All three will likely work, but I’m most excited about the second approach because my bias in infra is generally towards companies that can demonstrate ROI (even if qualitative) within existing budgets.
BI in the AI wave
It’s easy to assume that BI is dead, and Twitter loves talking about how you can use ChatGPT to conduct analyses and create charts. But I think that misses a few things:
Uploading a simple data set into ChatGPT is not the same thing as ingesting, transforming, and centralizing all the disparate data sets required for executives to have comprehensive visibility into their business
BI is not a one-time thing; it’s incredibly iterative
Companies need standardized reporting capabilities, not repeated one-offs
Instead, I have a few hypotheses on where BI goes from here:
Data centralization matters more now, not less. I’m sure there are demos where someone can say, “Show me revenue and cash collection status by customer in EMEA,” and it will know which systems to pull data from. But how expensive (across latency, cost, and productivity) will it be to constantly pull data from disparate systems vs. centralizing in Snowflake/Databricks? Accordingly, I believe there is still a massive opportunity in data storage and management.4
The semantic layer that people have long prophesized is a unified chat interface powered by foundation models but still relies on sufficient data centralization.
The bottleneck is shifting from insight generation to communication and integration into existing workflows. The generation of insights and querying may change, but the consumption and presentation of insights won’t. If consistent, eye-pleasing reporting wasn’t critical, executives would be fine monitoring their businesses in Jupyter notebooks.5
AI-Native as a way of operating vs a product description
In Venture Land, we distinguish existing applications that layer on AI vs. “AI-native” applications built from day one using new paradigms. Startups taking the latter approach will, e.g. prioritize model interoperability earlier on and be subject to less tech debt, etc.

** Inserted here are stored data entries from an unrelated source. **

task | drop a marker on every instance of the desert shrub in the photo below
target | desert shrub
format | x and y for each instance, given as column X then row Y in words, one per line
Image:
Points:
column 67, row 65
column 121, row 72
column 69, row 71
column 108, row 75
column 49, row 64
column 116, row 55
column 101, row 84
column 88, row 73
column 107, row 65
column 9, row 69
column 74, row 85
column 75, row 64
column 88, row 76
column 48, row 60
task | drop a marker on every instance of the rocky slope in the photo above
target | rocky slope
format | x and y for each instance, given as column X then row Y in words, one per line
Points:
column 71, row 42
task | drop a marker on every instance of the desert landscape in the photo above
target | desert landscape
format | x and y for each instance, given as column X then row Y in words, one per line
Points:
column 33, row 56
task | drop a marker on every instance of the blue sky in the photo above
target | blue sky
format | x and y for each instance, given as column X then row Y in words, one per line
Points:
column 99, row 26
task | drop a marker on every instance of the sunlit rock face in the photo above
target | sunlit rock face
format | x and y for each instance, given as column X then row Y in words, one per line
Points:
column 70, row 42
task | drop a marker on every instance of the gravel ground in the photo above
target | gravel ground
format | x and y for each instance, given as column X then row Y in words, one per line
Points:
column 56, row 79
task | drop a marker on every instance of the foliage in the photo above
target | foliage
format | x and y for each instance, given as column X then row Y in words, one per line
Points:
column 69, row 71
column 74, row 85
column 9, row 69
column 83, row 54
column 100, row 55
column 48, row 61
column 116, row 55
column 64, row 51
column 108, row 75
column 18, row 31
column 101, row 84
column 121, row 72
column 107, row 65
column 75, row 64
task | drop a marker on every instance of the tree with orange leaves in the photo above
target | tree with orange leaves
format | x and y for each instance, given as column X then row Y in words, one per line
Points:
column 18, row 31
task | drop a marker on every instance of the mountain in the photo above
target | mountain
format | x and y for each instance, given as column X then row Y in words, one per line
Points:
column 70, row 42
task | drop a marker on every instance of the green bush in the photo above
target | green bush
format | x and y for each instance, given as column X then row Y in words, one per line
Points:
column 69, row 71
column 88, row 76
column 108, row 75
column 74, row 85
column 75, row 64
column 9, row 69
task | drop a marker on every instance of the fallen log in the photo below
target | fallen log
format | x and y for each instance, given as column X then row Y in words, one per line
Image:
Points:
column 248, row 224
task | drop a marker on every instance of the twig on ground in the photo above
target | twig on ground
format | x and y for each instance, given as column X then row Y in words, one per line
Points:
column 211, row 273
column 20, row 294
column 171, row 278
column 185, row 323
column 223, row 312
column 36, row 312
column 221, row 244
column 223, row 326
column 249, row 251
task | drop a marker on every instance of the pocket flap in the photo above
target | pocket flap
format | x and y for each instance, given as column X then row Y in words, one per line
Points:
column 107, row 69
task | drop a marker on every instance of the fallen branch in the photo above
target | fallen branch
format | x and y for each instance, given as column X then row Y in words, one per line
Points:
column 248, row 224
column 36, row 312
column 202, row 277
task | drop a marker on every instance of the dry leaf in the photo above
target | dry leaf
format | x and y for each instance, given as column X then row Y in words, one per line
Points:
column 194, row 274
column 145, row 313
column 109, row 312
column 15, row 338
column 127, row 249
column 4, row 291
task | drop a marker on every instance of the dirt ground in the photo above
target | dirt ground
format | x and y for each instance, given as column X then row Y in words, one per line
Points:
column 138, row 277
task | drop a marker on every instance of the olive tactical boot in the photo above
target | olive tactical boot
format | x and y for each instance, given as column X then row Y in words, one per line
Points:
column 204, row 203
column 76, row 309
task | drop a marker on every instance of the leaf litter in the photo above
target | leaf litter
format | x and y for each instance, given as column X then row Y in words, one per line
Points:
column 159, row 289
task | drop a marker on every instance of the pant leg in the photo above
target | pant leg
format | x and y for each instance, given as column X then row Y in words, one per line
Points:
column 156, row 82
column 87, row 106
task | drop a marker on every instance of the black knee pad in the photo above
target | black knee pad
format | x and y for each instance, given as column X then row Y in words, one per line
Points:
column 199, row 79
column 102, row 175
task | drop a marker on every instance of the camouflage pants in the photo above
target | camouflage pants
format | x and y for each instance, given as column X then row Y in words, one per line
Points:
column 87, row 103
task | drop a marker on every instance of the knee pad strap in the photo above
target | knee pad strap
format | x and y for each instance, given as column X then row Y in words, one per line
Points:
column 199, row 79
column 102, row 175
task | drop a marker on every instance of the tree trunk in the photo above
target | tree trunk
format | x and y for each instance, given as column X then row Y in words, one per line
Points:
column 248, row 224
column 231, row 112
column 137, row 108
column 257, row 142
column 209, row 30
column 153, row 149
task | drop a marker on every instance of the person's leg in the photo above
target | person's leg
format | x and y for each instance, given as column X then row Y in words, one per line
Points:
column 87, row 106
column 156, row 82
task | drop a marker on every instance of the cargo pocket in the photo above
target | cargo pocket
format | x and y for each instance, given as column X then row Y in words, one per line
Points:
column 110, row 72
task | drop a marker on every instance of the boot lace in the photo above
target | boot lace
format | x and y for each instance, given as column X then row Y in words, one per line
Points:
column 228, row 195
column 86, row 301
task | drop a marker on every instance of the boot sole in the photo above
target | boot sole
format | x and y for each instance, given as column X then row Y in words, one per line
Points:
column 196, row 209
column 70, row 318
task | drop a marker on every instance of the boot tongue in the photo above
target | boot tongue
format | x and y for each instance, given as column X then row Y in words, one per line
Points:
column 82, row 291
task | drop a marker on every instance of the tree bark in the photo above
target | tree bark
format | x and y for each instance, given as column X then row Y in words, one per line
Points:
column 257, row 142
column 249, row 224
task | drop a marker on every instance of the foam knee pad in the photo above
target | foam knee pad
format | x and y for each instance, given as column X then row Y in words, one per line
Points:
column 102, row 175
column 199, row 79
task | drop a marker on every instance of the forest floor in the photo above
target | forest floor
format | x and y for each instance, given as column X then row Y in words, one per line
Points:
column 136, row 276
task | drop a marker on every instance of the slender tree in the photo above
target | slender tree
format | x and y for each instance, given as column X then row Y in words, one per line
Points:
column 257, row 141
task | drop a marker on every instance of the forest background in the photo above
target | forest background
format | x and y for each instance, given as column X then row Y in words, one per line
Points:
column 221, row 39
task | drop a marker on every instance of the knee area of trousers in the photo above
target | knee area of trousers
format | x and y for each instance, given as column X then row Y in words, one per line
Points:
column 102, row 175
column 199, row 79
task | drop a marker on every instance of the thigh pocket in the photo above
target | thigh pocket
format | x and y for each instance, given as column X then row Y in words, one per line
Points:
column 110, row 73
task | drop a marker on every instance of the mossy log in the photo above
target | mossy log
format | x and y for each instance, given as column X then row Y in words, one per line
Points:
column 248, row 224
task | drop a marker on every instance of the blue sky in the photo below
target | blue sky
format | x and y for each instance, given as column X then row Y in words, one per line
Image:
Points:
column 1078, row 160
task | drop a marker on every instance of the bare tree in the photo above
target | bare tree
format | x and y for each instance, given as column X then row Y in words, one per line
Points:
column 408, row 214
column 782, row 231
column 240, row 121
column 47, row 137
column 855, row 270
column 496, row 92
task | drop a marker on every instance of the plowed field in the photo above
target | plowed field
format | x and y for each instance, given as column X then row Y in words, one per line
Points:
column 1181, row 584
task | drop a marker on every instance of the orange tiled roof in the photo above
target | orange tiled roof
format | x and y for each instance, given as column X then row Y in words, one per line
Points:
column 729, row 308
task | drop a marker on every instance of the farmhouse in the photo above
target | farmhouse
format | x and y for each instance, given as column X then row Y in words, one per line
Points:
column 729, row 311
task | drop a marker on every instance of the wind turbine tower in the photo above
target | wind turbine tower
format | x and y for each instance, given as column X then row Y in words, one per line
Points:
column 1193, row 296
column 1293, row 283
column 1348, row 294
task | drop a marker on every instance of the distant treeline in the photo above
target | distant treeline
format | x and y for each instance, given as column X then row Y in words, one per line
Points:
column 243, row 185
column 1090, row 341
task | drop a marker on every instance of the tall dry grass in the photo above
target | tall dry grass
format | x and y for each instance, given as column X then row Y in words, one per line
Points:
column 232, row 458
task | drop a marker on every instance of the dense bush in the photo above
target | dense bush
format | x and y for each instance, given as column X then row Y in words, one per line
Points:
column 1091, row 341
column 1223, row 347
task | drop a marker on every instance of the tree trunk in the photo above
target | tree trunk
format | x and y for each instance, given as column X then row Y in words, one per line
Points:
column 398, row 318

However, I’m more curious about how tomorrow's startups will operate. Less so the trope “teams of 10 can accomplish what teams of 30 previously could,” but instead the mindset, culture, and daily rhythms associated with it. Do you need a daily standup when an application could pull the latest PRs, check your calendar for important meetings, take assigned and active JIRA tickets, and publish that all in a concise summary to a Slack channel? Are long PRDs necessary when you can use a product that auto-generates slides and feed it a doc that has pulled a summary of your recent customer calls and mockups generated with AI? Does financial planning need to be arduous when you can use Pigment AI6 instead?
In the short term, I believe incumbents will be the biggest beneficiaries of AI. Still, I’m excited for the future when the next generation of companies adopt fundamentally new ways of operating from day one. That’s when we’ll go from wanting next-generation products to needing them.
Thank you to The Entity for this term - I’m not nearly creative enough to come up it.
What about Google? More than anyone else, Google built out (and contributed to the general public) the foundations upon which massive scale is supported, so they should have been best positioned to build cloud infrastructure, just like their contributions to AI/ML should have left them best positioned to lead the LLM revolution. But neither of those happened, and despite Bard’s impressive rate of improvement and the release of Gemini, it feels like Google has mostly lost the mindshare needed to win this market, at least at the infrastructure level.
Can’t be a VC post without plugging portfolio companies that have gone public!
If true, I’m curious if the winner will take a more generalized approach like Tabular/Onehouse or Motherduck, or be more AI-specific like Essential AI or Numbers Station.
Omni and Sigma are both tackling this problem but are approaching it from two very different angles.
Can’t be a VC post without plugging a current portfolio company!